In una parabola, Gesù spiega proprio che «il Regno dei cieli è come un uomo che abbia gettato in terra il seme, poi va a casa sua, riposa, lavora, veglia, di notte e di giorno, e il seme cresce, germoglia, senza che lui sappia come».

La questione centrale, ha affermato il Papa, è chiedersi perciò «come si fa perché questo seme della parola di dio cresca e diventi il Regno di Dio, cresca e diventi Chiesa». Il vescovo di Roma ha indicato «le due fonti» che svolgono quest’opera: «lo Spirito Santo — la forza dello Spirito Santo — e la testimonianza del cristiano».

Anzitutto, ha spiegato il Papa, «sappiamo che non c’è crescita senza lo Spirito: è lui che fa la Chiesa, è lui che fa crescere la Chiesa, è lui che convoca la comunità della Chiesa». Ma, ha proseguito, «è necessaria anche la testimonianza del cristiano». E «quando la testimonianza arriva alla fine, quando le circostanze storiche ci chiedono una testimonianza forte, lì ci sono i martiri: i più grandi testimoni!». Ed ecco, allora, che «quella Chiesa viene annaffiata dal sangue dei martiri». Proprio «questa è la bellezza del martirio: incomincia con la testimonianza, giorno dopo giorno, e può finire con il sangue, come Gesù, i primo martire, il primo testimone, il testimone fedele».

Però, per essere vera, la testimonianza «deve esser senza condizioni» ha affermato il Pontefice. Il Vangelo proposto dalla liturgia odierna (Matteo 8, 18-22) è chiaro in proposito. «Abbiamo sentito quello che dice il Signore» al discepolo che per seguirlo chiede una condizione: «Signore, permettimi di andare prima a seppellire mio padre». Ma «il Signore lo ferma: no!». Infatti, ha precisato il Papa, «la testimonianza è senza condizioni, deve essere ferma, deve essere decisa, deve avere quel linguaggio, tanto forte, di Gesù: sì sì, no no!». È esattamente «questo il linguaggio della testimonianza».

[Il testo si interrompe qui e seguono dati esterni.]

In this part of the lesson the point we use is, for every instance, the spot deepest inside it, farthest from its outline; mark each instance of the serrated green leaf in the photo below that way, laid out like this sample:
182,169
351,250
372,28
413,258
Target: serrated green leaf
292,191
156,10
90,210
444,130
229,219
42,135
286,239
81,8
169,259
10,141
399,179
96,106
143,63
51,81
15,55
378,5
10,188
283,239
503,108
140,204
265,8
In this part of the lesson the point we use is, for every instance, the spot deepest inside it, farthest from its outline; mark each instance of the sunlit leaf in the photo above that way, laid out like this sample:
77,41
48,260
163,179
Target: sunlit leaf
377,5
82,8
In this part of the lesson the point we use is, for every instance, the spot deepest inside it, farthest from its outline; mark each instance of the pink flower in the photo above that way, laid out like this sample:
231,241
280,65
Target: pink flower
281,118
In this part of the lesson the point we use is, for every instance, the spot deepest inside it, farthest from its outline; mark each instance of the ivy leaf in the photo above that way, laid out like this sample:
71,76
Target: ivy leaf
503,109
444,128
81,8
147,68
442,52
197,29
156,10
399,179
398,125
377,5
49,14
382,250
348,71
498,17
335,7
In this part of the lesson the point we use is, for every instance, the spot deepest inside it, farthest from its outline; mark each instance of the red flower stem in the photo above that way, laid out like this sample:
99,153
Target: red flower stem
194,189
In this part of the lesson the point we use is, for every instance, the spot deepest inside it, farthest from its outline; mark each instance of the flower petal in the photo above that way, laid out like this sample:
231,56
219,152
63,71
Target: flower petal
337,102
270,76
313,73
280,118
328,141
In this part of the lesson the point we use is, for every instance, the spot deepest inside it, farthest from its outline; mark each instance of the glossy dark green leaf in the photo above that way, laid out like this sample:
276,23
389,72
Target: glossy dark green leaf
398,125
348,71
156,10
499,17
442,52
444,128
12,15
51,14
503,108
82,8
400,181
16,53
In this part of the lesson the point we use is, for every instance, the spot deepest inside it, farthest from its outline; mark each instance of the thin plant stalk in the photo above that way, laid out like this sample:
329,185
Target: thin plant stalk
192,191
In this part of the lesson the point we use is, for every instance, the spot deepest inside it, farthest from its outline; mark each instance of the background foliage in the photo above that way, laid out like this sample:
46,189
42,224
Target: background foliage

Guardando la storia di «questa Chiesa di Roma che cresce, guidata dal sangue dei martiri», il Papa ha quindi invitato a pensare «a tanti martiri di oggi che danno la loro vita per la fede: i cristiani perseguitati». Perché, ha affermato, «se in quella persecuzione di Nerone ce ne sono stati tanti, oggi non ce ne sono meno di martiri, di cristiani perseguitati». I fatti sono noti. «Pensiamo al Medio oriente» ha detto, «ai cristiani che devono fuggire dalla persecuzione» e «ai cristiani uccisi dai persecutori». E «anche ai cristiani cacciati via in modo elegante, con i guanti bianchi: anche quella è una persecuzione!».

Ai nostri giorni, ha ripetuto il Papa, «ci sono più testimoni, più martiri nella Chiesa che nei primi secoli». E «facendo memoria nella messa dei nostri gloriosi antenati qui a Roma», ha invitato a pensare e a pregare anche per «i nostri fratelli che vivono perseguitati, che soffrono e che col loro sangue fanno crescere il seme di tante Chiese piccoline che nascono». Sì, ha concluso, «preghiamo per loro e anche per noi».